Федор,не поднимая глаз, молча поклонился в пояс и отошел, оставив кафтан лежать. Это молчаливое неповиновение, лишенное даже тени былого вызова, обожгло Ивана сильнее любой дерзости. Тогда государь сменил тактику. Однажды вечером, застав Федора стоящим у окна в его убогой рубахе, он просто подошел сзади и обнял его. Не с животной страстью, а с нежностью, которой от него никто не ждал. Федор весь напрягся, как струна, готовый порваться.
— Федя… Довольно, — его голос прозвучал непривычно тихо. — Я сказал «простил». Слово государево – закон. Ты что же, выше царского слова ставишь свою печаль?
По ресницам Федора скатилась слеза. Иван поймал ее своим пальцем.
— Смотри на меня, — приказал Иван, но уже без привычной суровости.
С огромным усилием Федор повернулся и поднял влажные глаза. В них не было ни каприза, ни высокомерия – только бездонная боль и вопрос.
— Я… я не могу забыть, государь, — прошептал он.
—И не забывай. Это клеймо на нас обоих. Но оно наше, — Иван прижался лбом к его лбу. — Я сломал тебя, а теперь требую, чтобы ты собрался вновь. Для меня.
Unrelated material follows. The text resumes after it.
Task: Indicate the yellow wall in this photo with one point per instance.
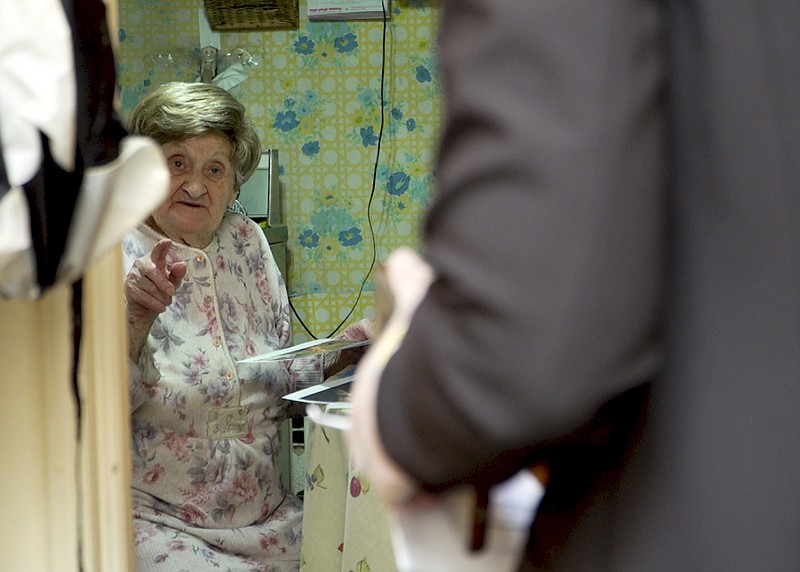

Он нежно поцеловал его, не как хищник, а как любящий. Сначала в лоб, потом в веки, смывая слезы, и наконец – в губы. Это был поцелуй не страсти, а прощения и примирения. И что-то ледяное в груди Федора дрогнуло. Он не сразу смог ответить, его душа, истерзанная виной, отвыкла от ласки. Но Иван был настойчив в своем новом желании — желании спасти его. Он снова и снова обнимал его, гладил по волосам, говорил с ним тихо, без приказов, просто так. С этого дня царь стал терпеливо, как ювелир, собирать по кусочкам своего любимца. И постепенно, день за днем, Федор начал оттаивать. Сначала он просто позволил себя кормить с царской руки. Потом в его глазах снова появился огонек — сначала стыдливый, потом все более уверенный. Он снова начал носить хорошую одежду, хоть и без прежней вызывающей роскоши. Он снова стал улыбаться, и эта улыбка была уже другой — не самодовольной, а благодарной и острой. Его характер, его капризная натура никуда не делись. Он снова мог надуть губы, если что-то было не по нему, или бросить колкое словцо в сторону недруга. Но теперь он всегда чувствовал незримую грань. Он знал меру. Он помнил и цену прощения, и глубину падения, из которого его подняли. И государь любил его теперь иначе — не только страстно, но и бережно, ценя эту хрупкую, заново рожденную преданность, выкованную в горниле страдания и искупленную взаимным прощением. Федор был его любимцем, его слабостью, его грешным сокровищем, но теперь оба они понимали, что связывает их не только страсть, но и прощенная вина, которая навсегда сплела их души воедино.